Approximately 3-4 hours after the third dose of the vehicle or Everzol Orange ED-G Crude, liver and
stomach tissue were collected. The animals were sacrificed by abdominal aorta bleeding under
isoflurane anaesthesia and liver and stomach tissue was isolated. Single cell suspensions from the
liver and stomach were made followed by Comet slide preparation. The slides were analyzed and the
Tail Intensity (%) was assessed. Bone marrow smears were prepared for micronucleus analysis.

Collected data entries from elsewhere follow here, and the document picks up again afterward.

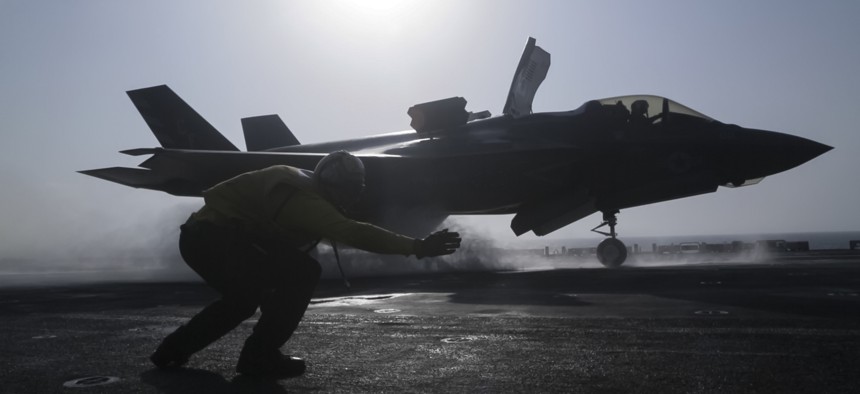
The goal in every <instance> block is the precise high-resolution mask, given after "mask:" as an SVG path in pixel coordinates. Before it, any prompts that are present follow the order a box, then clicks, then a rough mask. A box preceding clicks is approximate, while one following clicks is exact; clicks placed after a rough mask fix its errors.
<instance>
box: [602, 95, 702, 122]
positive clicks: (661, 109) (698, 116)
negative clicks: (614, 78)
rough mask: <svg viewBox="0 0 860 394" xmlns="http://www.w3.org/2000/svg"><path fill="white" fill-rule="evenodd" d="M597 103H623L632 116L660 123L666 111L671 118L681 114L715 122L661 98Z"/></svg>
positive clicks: (611, 103)
mask: <svg viewBox="0 0 860 394" xmlns="http://www.w3.org/2000/svg"><path fill="white" fill-rule="evenodd" d="M597 101H598V102H599V103H600V104H601V105H604V106H609V105H618V103H621V104H622V105H624V106H625V107H626V108H627V110H628V111H630V114H631V116H633V117H635V116H644V117H645V118H648V119H652V121H654V120H656V121H660V120H661V118H663V116H662V114H663V113H664V112H666V111H668V112H669V116H670V117H671V115H672V114H681V115H687V116H692V117H695V118H700V119H702V120H705V121H708V122H714V121H715V120H714V119H713V118H711V117H709V116H707V115H705V114H703V113H701V112H699V111H696V110H694V109H692V108H689V107H687V106H685V105H683V104H679V103H677V102H675V101H672V100H669V99H667V98H665V97H660V96H651V95H636V96H619V97H610V98H605V99H602V100H597ZM655 118H656V119H655Z"/></svg>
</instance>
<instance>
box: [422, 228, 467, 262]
mask: <svg viewBox="0 0 860 394" xmlns="http://www.w3.org/2000/svg"><path fill="white" fill-rule="evenodd" d="M460 241H462V239H461V238H460V233H451V232H448V229H444V230H442V231H437V232H435V233H433V234H430V235H429V236H428V237H427V238H424V239H416V240H415V246H414V248H415V257H418V258H419V259H420V258H424V257H435V256H442V255H446V254H451V253H454V251H455V250H457V248H459V247H460Z"/></svg>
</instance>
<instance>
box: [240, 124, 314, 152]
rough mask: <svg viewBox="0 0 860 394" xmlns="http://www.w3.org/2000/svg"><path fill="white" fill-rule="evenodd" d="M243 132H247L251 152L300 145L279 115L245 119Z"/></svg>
mask: <svg viewBox="0 0 860 394" xmlns="http://www.w3.org/2000/svg"><path fill="white" fill-rule="evenodd" d="M242 131H244V132H245V146H246V147H247V148H248V151H249V152H258V151H263V150H267V149H272V148H278V147H281V146H294V145H300V143H299V140H298V138H296V136H295V135H293V132H291V131H290V128H289V127H287V125H286V124H284V121H282V120H281V118H280V117H279V116H278V115H263V116H254V117H251V118H243V119H242Z"/></svg>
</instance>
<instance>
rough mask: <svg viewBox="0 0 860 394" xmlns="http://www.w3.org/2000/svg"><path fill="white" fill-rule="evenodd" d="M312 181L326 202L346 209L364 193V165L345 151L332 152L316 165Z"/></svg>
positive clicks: (360, 159)
mask: <svg viewBox="0 0 860 394" xmlns="http://www.w3.org/2000/svg"><path fill="white" fill-rule="evenodd" d="M313 179H314V183H316V185H317V187H318V188H319V190H320V193H321V194H322V196H323V197H324V198H325V199H326V200H328V201H329V202H331V203H332V204H334V205H335V206H337V207H339V208H342V209H346V208H349V207H351V206H352V205H355V203H357V202H358V200H359V198H361V193H362V192H363V191H364V163H362V162H361V159H359V158H358V157H355V156H353V155H352V154H351V153H349V152H347V151H344V150H341V151H337V152H332V153H329V154H328V155H326V156H325V157H323V158H322V160H320V162H319V163H317V166H316V167H315V168H314V176H313Z"/></svg>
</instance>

Bone marrow smears were analysed. No increase in the mean frequency of micronucleated
polychromatic erythrocytes was observed in the bone marrow of animals treated with Everzol Orange
ED-G Crude compared to the vehicle treated animals. The incidence of micronucleated polychromatic
erythrocytes in the bone marrow of all negative control animals was within the 95% control limits of the
distribution of the historical negative control database. Cyclophosphamide, the positive control item,
induced a statistically significant 46-fold increase (Studentsttest p<0.05) in the number of
micronucleated polychromatic erythrocytes. In addition, the number of micronucleated polychromatic
erythrocytes found in the positive control animals was within the 95% control limits of the distribution of
the historical positive control database. Hence, all criteria for an acceptable assay were met. The
groups that were treated with Everzol Orange ED-G Crude showed no decrease in the ratio of
polychromatic to normochromatic erythrocytes compared to the concurrent vehicle control group,
indicating a lack of toxic effects of this test item on erythropoiesis. The group that was treated with
cyclophosphamide showed an expected decrease in the ratio of polychromatic to normochromatic
erythrocytes compared to the vehicle control, demonstrating toxic effects on erythropoiesis.

No biologically relevant increase in the mean Tail Intensity (%) was observed in liver and stomach
cells of Everzol Orange ED-G Crude treated male animals compared to the vehicle treated animals.
The mean Tail Intensity (%) in liver and stomach cells of vehicle treated male animals was 1.89
± 0.30% and 27.81± 10.65% (Mean ± SD), respectively. The positive control EMS showed a mean Tail
Intensity of 93.73 ± 3.14% (Mean ± SD, 49.6-fold statistically significant induction; Studentsttest
p<0.001) and 97.93 ± 1.10% (Mean ± SD, 3.5-fold statistically significant induction; Students t test
p<0.00) in liver and stomach, respectively. The negative and positive control Tail Intensities were
within the historical control data range. Hence, all criteria for an acceptable comet assay were met.

 

It is concluded that the micronucleus test was valid and that Everzol Orange ED-G Crude is not

clastogenic or aneugenic in the bone marrow micronucleus test in male rats up to a dose of

2000 mg/kg kg (the maximum recommended dose in accordance with current regulatory guidelines)

under the experimental conditions described in this report. Moreover, Everzol Orange ED-G Crude

does not provoke DNA damage in the Comet assay in liver and stomach cells under the experimental

conditions described in this report.